Franz Gojer

Stappo Distribuzione Vini Roma - Franz Gojer

Siamo davanti a un pezzo di storia, per l’enologia altoatesina. Si era infatti nel 1970, quando Franz Gojer decise di imbottigliare per la prima volta i frutti del suo lavoro. Da allora, ovviamente, non ha più smesso: coadiuvato dalla moglie Maria Luisa nel nobilitare questo lembo di terra dove la schiava l’ha sempre fatta da padrona ma che oggi è celebrato anche per tante altre meraviglie, tutte assolutamente pertinenti la tradizione viticola più radicata nel territorio.

S’è detto della schiava, innanzitutto: un’uva, comunque non facile, che un tempo sostanzialmente costituiva da queste parti conditio sine qua non, sia per i risultati quantitativi consolidati sia per la facilità di beva e d’approccio che costituiva la cartina al tornasole del vitigno e dei consumatori del posto.

La sensibilità dei Nostri, però, non poteva non guardare oltre, scavalcando le recinzioni della pigrizia e della routine: scrollandosi di dosso, in questo modo, un impegno basato soltanto su una produzione codificata e puntando verso obiettivi qualitativi maggiori, facendo dell’attenzione e della passione il tratto distintivo del proprio lavoro, prima in vigna poi in cantina, rendendo così la Tenuta Glögghof un caposaldo della viticoltura sudtirolese, prodromo esemplare per tanti produttori che poi ne seguiranno il verbo, traendone felicissimo spunto.

Ulteriore svolta, arrivando ai giorni nostri, con il passaggio di questo maso storico nelle mani di Florian, figlio dei titolari, che unitamente alla sua Evi, compagna di vita e d’avventura, continua a solcare i mari del vino altoatesino non solo mantenendo ben saldo il vessillo della qualità, ma addirittura continuando ad innalzarlo.

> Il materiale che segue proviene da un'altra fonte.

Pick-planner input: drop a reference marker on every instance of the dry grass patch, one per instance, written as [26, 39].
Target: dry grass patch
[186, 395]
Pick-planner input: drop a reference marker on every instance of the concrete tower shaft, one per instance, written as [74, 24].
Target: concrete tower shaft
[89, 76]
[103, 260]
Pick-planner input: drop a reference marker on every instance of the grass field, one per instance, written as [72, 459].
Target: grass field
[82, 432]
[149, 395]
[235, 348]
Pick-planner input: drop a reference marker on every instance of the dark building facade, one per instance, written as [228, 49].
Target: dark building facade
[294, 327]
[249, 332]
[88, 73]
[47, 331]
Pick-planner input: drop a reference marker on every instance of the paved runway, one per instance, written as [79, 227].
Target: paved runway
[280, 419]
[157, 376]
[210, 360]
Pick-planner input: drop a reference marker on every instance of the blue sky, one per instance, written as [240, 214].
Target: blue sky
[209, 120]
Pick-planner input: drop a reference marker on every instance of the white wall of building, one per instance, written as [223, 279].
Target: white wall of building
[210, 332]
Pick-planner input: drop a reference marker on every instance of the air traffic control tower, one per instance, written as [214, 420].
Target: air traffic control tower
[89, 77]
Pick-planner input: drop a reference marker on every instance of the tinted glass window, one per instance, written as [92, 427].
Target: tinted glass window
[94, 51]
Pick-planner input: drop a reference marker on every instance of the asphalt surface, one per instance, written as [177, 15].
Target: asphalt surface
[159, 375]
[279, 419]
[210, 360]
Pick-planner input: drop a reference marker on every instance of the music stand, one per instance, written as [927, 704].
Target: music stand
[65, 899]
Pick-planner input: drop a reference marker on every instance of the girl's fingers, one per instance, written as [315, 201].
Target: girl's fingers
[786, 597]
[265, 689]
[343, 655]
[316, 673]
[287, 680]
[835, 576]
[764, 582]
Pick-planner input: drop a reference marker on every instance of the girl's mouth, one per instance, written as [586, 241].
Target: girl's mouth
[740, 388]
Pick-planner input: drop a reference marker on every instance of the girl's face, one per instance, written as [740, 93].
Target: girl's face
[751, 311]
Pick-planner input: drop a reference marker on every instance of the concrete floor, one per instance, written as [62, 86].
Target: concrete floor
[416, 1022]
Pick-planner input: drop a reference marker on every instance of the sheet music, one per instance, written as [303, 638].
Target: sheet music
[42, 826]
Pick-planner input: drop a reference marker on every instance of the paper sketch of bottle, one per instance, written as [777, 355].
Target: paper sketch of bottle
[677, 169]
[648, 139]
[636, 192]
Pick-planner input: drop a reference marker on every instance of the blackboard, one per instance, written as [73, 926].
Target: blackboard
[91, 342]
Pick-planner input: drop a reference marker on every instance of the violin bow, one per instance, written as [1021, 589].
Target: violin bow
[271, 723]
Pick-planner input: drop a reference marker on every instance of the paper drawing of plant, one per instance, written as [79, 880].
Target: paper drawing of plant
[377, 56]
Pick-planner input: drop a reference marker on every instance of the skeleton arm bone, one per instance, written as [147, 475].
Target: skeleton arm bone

Su questi straordinari terreni vulcanici, infatti, situati fra la Val d’Isarco e la Val d’Ega, con vitigni mediamente allocati intorno ai 600 metri d’altitudine, anche questo ramo più giovane della famiglia non riesce a ad adagiarsi sugli allori: ecco allora che il lavoro sulle uve bianche – risalgono al 2007 gli impianti studiati per ottenere il meglio anche da queste – sta dando risultati decisamente rilevanti. Meritevoli d’assaggio, infatti, sia il Kerner, che arriva ad essere raccolto quasi a 700 metri d’altezza, sia il Sauvignon dalle rese bassissime, tipico, fresco, minerale e di grande serbevolezza.

Il Pinot bianco, poi, merita un discorso a sé: evoluto parte in legno e parte in acciaio, vede nel primo caso anche la fermentazione in botte, con filtrazione più blanda rispetto all’acciaio onde acquisire ulteriore complessità; ad un mese dall’imbottigliamento si procede poi con l’assemblaggio, per un risultato intrigantissimo.

C’è enorme sensibilità anche verso l’ambiente che li ospita, dietro all’operato di questi ragazzi, che gestiscono in famiglia tutti gli 8,5 ettari – buona parte in pendenza -, aiutati da un unico fidatissimo collaboratore: l’azienda non è biologicamente certificata ma l’attenzione all’ecosistema è infatti assoluta, con utilizzo basilare di rame e zolfo ed eventuali pur minimi interventi qualora ci fosse da combattere la cagionevolezza della schiava, uva delicata e dalla buccia sottile.

In tal senso una sorprendente novità è data dal Rosato, sempre da schiava ma ottenuto dal vigneto più alto e fresco, posto però in prossimità di un bosco purtroppo frequentato dal cosiddetto moscerino dei piccoli frutti, la drosophila suzukii, originaria del sudest asiatico e diffusasi in Europa nel 2008: per cui risultano indispensabili vendemmia anticipata e massima attenzione da parte dell’uomo. Ma quello che si avrà poi nel bicchiere, dopo neanche mezza giornata di macerazione ai fini della freschezza di beva, in stile provenzale, è davvero capace di ripagare di qualsivoglia fatica e apprensione: grazie a una godibilità, a un’immediatezza, a una leggibilità e a un equilibrio con pochi eguali nel genere.